MALDI-TOF MS results were also compared with those obtained by GenoType CM/AS. Both methods provided consistent identification in 108/125 cases (86.4%). In 16/17 of the remaining cases (94.1%; P = 0.002) the gold standard was consistent with MALDI-TOF results (Table 3). Besides, the reference method provided an ID different than MALDI-TOF and the GenoType CM/AS in one case: a M. massiliense identified as M. abscessus by MALDI-TOF and as M. chelonae by GenoType CM/AS. According to Fangous et al. (12), the correct identification of M. massiliense can be performed with MALDI-TOF using peak analysis.

Resolution of discrepancies between MALDI-TOF and the GenoType CM/AS ID according to 16S rRNA/hsp65 IDa

MALDI-TOF identification obtained a score ≥2.0 (valid at the species level) in 64 cases (51.2%). However, with a cutoff ≥1.9 a total of 68.8% of the isolates were correctly identified at the species level and 88.8% with a score between 1.9 and 1.7 (valid at the genus level). Moreover, 7 isolates (5.6%) with a score below 1.7 (not reliable according to the manufacturer) were identically identified by MALDI-TOF and 16S rRNA/hsp65 sequencing at the species level (Table 2). Thus, a score ≥1.7 and/or consistent top four identifications can be considered a reliable NTM identification with MALDI-TOF without losing accuracy.

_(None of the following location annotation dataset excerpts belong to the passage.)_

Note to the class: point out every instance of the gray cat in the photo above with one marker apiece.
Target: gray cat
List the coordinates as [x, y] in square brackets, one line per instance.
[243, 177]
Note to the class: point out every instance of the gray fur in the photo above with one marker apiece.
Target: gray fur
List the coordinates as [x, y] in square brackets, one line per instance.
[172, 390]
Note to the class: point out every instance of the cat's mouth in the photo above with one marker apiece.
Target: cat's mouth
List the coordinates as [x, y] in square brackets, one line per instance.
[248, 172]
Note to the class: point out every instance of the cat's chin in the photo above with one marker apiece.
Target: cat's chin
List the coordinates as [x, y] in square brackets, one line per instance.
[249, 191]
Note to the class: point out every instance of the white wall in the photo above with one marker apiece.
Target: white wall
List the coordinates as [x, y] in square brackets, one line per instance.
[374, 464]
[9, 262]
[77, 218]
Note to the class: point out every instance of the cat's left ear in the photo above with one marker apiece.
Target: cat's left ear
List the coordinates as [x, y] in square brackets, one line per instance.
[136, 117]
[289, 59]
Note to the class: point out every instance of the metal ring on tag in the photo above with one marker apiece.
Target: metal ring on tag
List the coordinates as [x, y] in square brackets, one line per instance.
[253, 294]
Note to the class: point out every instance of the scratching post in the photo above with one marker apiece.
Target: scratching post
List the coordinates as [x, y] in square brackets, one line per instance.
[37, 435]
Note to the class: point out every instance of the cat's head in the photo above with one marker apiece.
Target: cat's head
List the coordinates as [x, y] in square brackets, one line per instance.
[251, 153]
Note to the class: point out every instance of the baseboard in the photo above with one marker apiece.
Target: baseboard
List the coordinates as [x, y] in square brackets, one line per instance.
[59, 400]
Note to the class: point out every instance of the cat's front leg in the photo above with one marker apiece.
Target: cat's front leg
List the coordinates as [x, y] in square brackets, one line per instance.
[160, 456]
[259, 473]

The analysis by species showed that M. avium, with 3 isolates identified with a score below 1.7, and M. gordonae, with 3 isolates not identified by MALDI-TOF and 2 isolates with a score below 1.7, were the most challenging NTM species for MALDI-TOF ID. We hypothesize that this could be due to the extraction method limitations or to the low number of isolates from these two species in the database. Both factors will require further analysis.

MALDI-TOF had already shown to be a reliable tool for the identification of mycobacterial isolates (3,5, 13, 14). However, both the improvement of the sample pretreatment and the update of the specific mycobacterial database allowed the correct identification of 118 isolates from 26 different NTM species. The agreement with the reference method was 94.4% at the species level. Similar results have been reported, but the studies included fewer mycobacterial species (15, 16). Our results remain below the 97.2% reported by Balada-Llasat et al. (5), although their study included 13 different NTM species, half the number identified in this study.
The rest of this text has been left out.